23 Sebenarnya, apa yang telah kita bahas tentang memasuki hubungan dengan Allah dan tentang soal memberi sepatutnya membantu kita memahami hal ini: Kebahagiaan bukan sesuatu yang terutama harus kita kejar. Ia tidak dicapai kalau kita menjadikannya tujuan akhir, tetapi merupakan akibat yang dihasilkan seraya kita hidup di hadapan Allah, dengan mempertunjukkan sifat-sifatNya dan bertindak sebagaimana Ia ingin kita bertindak. Ini adalah buah dari kasih dan dari pelayanan. Kebahagiaan diibaratkan seperti kupu-kupu. Jika kita dengan gairah mengejarnya dan berusaha menangkapnya, ia akan selalu menjauhi kita. Bila kita melupakannya dan dengan tenang terus hidup sesuai dengan kehendak Allah, ”kupu-kupu” itu akan datang dan hinggap di pundak kita.—Roma 12:9-21.

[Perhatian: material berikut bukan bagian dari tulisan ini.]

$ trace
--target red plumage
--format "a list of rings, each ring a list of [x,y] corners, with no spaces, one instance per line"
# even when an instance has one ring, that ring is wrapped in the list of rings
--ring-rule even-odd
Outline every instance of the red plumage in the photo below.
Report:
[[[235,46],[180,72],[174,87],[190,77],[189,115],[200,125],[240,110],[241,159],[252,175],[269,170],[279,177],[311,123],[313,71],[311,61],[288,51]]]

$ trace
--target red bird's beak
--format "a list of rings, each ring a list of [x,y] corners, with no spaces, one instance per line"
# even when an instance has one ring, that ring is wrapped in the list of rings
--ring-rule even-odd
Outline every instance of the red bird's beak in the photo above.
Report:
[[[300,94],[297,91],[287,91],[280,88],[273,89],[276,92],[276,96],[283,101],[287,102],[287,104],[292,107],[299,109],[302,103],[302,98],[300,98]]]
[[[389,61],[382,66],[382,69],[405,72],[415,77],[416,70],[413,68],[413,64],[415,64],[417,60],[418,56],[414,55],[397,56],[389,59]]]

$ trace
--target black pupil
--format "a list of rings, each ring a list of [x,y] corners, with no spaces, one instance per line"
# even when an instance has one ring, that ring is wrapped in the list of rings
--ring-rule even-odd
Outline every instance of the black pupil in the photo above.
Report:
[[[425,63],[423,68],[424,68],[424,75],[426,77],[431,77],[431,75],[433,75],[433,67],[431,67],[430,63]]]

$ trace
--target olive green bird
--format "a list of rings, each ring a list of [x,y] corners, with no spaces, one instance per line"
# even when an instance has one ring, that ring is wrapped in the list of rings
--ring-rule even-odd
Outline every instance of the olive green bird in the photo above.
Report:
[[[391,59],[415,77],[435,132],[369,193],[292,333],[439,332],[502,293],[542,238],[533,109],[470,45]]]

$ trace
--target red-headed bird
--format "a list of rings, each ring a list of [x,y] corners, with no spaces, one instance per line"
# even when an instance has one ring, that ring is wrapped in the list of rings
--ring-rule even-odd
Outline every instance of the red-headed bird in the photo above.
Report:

24 Maka, memang benar bahwa kebahagiaan itu terutama bergantung pada saudara. Jangan mengejarnya dengan keinginan besar sebagai tujuan utama dalam kehidupan. Sebaliknya, sadarilah kebutuhan rohani saudara, kebutuhan untuk mengenal Pencipta saudara dan menyembah Dia. Dengan mengikuti patokan-patokan moralNya saudara akan dilindungi terhadap banyak problem dan akan memberikan kemantapan yang perlu bagi kehidupan saudara. Berusahalah untuk memiliki hubungan yang erat dengan Allah Yehuwa, sebab saudara akan mendapat kepuasan dan keriangan dengan menjadi seperti ”Allah yang . . . maha bahagia”. Sediakanlah lebih banyak waktu dalam hidup saudara untuk ’mendengar firman Allah’. Maka saudara akan merasakan imbalan karena memberi, membantu orang lain mengenal Yehuwa dan maksud-tujuanNya. Saudara pasti akan mengalami, sebagaimana jutaan orang lain dewasa ini, bahwa dengan demikian saudara telah memperoleh berkat berupa kebahagiaan yang besar.—Mazmur 146:5.
[Catatan Kaki]
a Perhatikan juga komentar dari psikolog J. Brothers di halaman 6.